Há, entre outras, duas questões de alta relevância no debate econômico mundial. Uma busca responder se há ou não lógica em o setor público fazer dívidas. Se a resposta for “sim”, resta saber quando, como e em que volume faz sentido o endividamento do governo. Embora não haja consenso, sobretudo quanto à magnitude dos números considerados razoáveis, aceita-se que o setor público possa se endividar, mas em circunstâncias definidas e tecnicamente lógicas.
O governo nos três níveis – municípios, estados e União – arrecada dinheiro em forma de tributos para, em primeiro lugar, produzir os bens e serviços coletivos, aqueles que escapam da esfera individual para sua solução. É o caso da defesa do território nacional, da operação da Justiça, da segurança pública, das estradas, pontes, praças e avenidas. Em segundo lugar, a sociedade resolveu atribuir ao governo algumas atividades que também podem ser providas pelo setor privado, como a saúde, a educação, a cultura e o turismo.
Chegará o momento em que ou o governo aumenta drasticamente os tributos ou para bruscamente de gastar
Para ofertar os serviços públicos e construir as obras, o governo monta a máquina estatal, composta de funcionários, prédios, equipamentos e materiais no âmbito dos três poderes. Os economistas puristas e defensores da austeridade extrema defendem que o governo deve arrecadar tributos na estrita medida do necessário para cobrir todos os seus gastos e não deve fazer dívidas, sobretudo porque as dívidas impõem o pagamento de juros – reduzindo os orçamentos do futuro para pagar os mesmos gastos – e por exigirem o pagamento do capital principal tomado por empréstimo.

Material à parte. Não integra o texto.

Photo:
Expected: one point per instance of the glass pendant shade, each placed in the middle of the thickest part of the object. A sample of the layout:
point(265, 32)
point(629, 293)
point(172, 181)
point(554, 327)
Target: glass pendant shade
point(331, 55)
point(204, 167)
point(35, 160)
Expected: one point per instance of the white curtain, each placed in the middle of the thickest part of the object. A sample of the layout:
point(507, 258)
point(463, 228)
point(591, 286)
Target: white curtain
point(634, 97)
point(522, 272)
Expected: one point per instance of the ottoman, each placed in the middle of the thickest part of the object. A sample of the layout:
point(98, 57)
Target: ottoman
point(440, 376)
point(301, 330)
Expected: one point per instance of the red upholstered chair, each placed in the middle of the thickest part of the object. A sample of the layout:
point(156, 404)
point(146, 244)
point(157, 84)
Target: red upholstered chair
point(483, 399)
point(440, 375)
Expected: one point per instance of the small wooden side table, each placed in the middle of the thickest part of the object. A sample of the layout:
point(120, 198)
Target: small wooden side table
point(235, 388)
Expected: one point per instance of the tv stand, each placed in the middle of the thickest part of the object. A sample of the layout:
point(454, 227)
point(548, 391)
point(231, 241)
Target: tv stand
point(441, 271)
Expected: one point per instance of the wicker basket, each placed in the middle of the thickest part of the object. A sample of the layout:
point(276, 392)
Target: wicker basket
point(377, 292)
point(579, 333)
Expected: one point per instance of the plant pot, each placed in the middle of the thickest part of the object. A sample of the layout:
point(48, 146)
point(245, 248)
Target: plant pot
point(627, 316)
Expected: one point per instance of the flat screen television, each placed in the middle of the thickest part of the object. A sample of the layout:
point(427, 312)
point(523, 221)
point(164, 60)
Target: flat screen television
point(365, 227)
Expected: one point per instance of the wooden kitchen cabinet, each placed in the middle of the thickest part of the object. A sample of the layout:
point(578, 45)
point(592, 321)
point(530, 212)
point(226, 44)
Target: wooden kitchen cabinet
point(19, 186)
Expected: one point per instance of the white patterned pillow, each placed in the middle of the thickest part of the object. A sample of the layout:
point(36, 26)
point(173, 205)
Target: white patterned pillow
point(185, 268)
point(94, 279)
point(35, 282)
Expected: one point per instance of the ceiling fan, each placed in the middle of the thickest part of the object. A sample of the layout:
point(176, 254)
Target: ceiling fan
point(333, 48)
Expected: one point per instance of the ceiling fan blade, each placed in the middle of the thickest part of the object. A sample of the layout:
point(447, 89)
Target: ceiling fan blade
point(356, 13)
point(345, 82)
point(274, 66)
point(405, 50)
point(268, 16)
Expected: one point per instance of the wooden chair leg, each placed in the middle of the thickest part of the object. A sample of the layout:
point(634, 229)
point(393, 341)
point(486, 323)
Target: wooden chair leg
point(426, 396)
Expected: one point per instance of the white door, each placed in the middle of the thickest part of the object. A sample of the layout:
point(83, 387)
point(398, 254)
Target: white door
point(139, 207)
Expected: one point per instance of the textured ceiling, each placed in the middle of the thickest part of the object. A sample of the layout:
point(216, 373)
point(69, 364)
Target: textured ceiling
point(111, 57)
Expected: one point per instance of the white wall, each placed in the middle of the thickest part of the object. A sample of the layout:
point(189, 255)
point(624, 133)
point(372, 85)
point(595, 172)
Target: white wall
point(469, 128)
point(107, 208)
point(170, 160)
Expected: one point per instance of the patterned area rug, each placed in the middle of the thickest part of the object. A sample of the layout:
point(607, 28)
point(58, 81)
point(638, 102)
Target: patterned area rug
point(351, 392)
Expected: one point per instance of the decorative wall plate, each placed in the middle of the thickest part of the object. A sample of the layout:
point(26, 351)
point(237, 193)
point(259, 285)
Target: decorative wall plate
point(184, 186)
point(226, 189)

Entretanto, para o caso de obras de custo elevado e retorno longo e lento – como é o caso das ferrovias, das grandes usinas hidrelétricas e dos portos –, é defensável que o governo busque financiamento bancário de longo prazo, como ocorre com os financiamentos tomados dos organismos internacionais, com prazos de 30 anos e taxa de juros relativamente baixa. Esses investimentos, uma vez colocados à disposição da sociedade, são utilizados ao longo de décadas – alguns até por séculos, como é o caso das ferrovias – e faz sentido, portanto, que as gerações futuras ajudem a pagar os custos do investimento e dos encargos de seu financiamento.
O problema começa quando a dívida pública começa a ser usada para pagar déficits gerados por excesso de gastos correntes com pessoal, custeio da máquina estatal e serviços públicos consumidos pelas gerações do presente. Isso está ocorrendo no Brasil. A dívida pública bruta interna e externa em 2008 era de R$ 1,4 bilhão e representava 55% do Produto Interno Bruto (PIB); as previsões mais pessimistas dizem que o endividamento do governo nos três níveis pode terminar 2016 perto de R$ 3,9 trilhões, equivalente a 66% do PIB.
A carga tributária atual gira em torno de 36% do PIB e, se governo não fizer superávit primário (receitas totais menos gastos antes do pagamento dos juros), a dívida crescerá em total equivalente aos juros mais o déficit primário. Nessa situação, chegará o momento em que a escolha terá de ser radical: ou o governo aumenta drasticamente os tributos ou para bruscamente de gastar. Se não fizer isso, restará a saída de emitir moeda e, assim, lançar a economia em inflação e empobrecimento. Já passou da hora de governo e sociedade enfrentarem o problema da dívida pública, pois ela foi longe demais e tornou-se um perigo para o futuro da nação.